# oil filter case/ih 255 1987



## dcalthetiger (Jan 1, 2009)

can anyone help me find the exact oil filter replacement for my case/ih 255. The local dealer here handles Kubota tractors now and cant find the replacement no for my 1987 tractor. Now I know where not to shop when I am ready for another one.
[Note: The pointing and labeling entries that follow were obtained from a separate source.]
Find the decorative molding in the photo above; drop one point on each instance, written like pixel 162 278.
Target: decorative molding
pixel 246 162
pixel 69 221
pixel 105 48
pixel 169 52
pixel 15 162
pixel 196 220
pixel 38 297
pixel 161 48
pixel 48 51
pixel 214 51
I will probably order them online. 
Thanks


----------



## Live Oak (Dec 22, 2003)

Air filter- Allis Chalmers 2103129; Case 542276; Caterpillar 9Y6839; Clark 1642645; Baldwin PA1690-FN ; Hastings AF2273 & AF133K 

Fuel filter element- Bolens 1876440; Ford SBA360720020; International 1273082-C1; Baldwin PF7545 ; FF932

Hydraulic filter- Case D114955; Cessna 601876; John Deere AH80061; Baldwin BT260; Hastings HF993

These guys have oil filters for the 255. You might try calling them and ask what filter it is. If you can get a filter number, I may be able to cross reference it. $10.50 is a bit high but not too bad. 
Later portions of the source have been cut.